Délicieuse et brillante idée que ce conte en
forme de parabole politico-religieuse ; selon mon strict point
de vue. Dans un monde microcosmique qui n'est jamais bien loin
du nôtre, celui d'un simple tableau, vit une société
inégalitaire (se mettre devant un tableau et imaginer
la vie des personnages qui y sont peints, n'est-ce pas là
le propre de l'art ? En tous les cas la véritable réussite
d'une peinture se mesure beaucoup à ce regard là...)
; je disais donc : dans le monde imaginaire d'un tableau, le
scénariste nous dépeint une société
où certains êtres se sont auto-proclamés
parfaits et supérieurs car "terminés"
(les Toupins), où d'autres, les Pafinis, sont méprisés
car imparfaits physiquement, de même que les Reufs, créatures
seulement et grossièrement esquissées. Parabole
de la supériorité de la richesse, de la perfection
extérieure ou de la beauté sur l'intellect et
la richesse intérieure (matérialisée par
la "richesse" des couleurs, celle-là même
qui définie les diverses strates sociales), ce film est
pourtant bien plus qu'une simple ode à la tolérance
et à l'égalité. Il ne s'arrètera
pas à son idée de départ et se transformera
en une aventure éblouissante à cheval sur plusieurs
mondes, tous imparfaits, mélant les idées avec
tact et intelligence : la scène qui boucle le tableau
des petits soldats est somptueuse et tellement puissante de
simplicité ; les scènes avec la Mort sont également
magnifiques ; la conclusion est tout autant engagée que...
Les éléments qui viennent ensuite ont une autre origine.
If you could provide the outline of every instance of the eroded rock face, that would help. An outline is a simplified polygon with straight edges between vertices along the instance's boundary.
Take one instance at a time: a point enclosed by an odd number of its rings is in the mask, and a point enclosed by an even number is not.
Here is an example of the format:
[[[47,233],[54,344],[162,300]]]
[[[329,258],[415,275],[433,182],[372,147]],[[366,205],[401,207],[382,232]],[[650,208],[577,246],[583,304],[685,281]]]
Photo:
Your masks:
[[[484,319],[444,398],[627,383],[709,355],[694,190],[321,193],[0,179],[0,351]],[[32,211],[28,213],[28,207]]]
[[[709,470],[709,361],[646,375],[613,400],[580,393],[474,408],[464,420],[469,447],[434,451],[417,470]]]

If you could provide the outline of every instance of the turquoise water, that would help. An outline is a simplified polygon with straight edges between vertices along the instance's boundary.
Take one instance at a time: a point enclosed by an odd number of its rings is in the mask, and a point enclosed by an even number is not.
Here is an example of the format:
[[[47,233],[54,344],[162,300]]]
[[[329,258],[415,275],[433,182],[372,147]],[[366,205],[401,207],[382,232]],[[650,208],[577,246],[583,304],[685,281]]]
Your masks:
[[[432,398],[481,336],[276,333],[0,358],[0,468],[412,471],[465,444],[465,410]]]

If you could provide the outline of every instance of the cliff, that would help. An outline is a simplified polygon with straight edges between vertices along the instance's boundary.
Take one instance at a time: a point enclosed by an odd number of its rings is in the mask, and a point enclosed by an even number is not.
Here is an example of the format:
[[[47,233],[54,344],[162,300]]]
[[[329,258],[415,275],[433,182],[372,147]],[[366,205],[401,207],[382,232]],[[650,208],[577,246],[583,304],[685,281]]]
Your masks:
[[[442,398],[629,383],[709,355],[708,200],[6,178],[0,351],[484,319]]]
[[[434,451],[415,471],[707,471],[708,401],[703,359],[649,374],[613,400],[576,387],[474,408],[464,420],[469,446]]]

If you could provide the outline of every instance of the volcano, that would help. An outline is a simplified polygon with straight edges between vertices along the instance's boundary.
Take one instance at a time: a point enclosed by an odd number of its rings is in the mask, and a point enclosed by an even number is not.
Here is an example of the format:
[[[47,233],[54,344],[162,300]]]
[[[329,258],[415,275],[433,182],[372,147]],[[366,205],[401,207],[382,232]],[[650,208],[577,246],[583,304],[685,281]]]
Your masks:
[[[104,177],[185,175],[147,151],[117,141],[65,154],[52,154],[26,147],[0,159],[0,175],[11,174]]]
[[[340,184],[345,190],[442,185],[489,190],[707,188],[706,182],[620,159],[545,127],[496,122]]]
divine. Il développera les personnages au travers d'une
véritable quète où chacun y trouvera ses
réponses, d'un voyage initiatique pour chacun d'entre
eux (ramener la paix, ramener la vie, trouver des réponses).
Dans ma vision de cette métaphore, ce fameux peintre
tant recherché pour (re) mettre de l'ordre dans ce petit
monde ne peut être que Dieu (appelez-le comme vous le
voulez ou ne l'appelez pas, selon vos croyances personnelles),
le seul qui puisse ramener ce peuple vers l'harmonie de la vérité,
loin des préjugés, des haines "raciales",
des différences, de l'indifférence ; l'être
créateur et tout puissant dont on ne semble pouvoir se
passer. Ce petit monde étriqué n'est apparamment
qu'un simple miroir qui nous renvoie au nôtre et les réponses
que tant d'hommes attendent se découvriront à
la fin de cette petite perle d'animation : est-ce dans la recherche
de Dieu qu'ils trouveront des solutions à leurs problèmes
? Les hommes possèdent-ils déjà ces solutions
? Dieu n'est-il là que pour leur montrer leur propre
voix ? Une très belle réflexion, originale par
son angle d'approche et le maniement de sa thématique
: de l'incapacité des hommes à s'entendre en vertue
de leurs différences ; une éternelle question
de couleur, de barbouillage et de coeur. Un film qui se tourne
à la fois vers le déterminisme (l'homme est finalement
maitre de son destin... mais il se doit d'être aidé)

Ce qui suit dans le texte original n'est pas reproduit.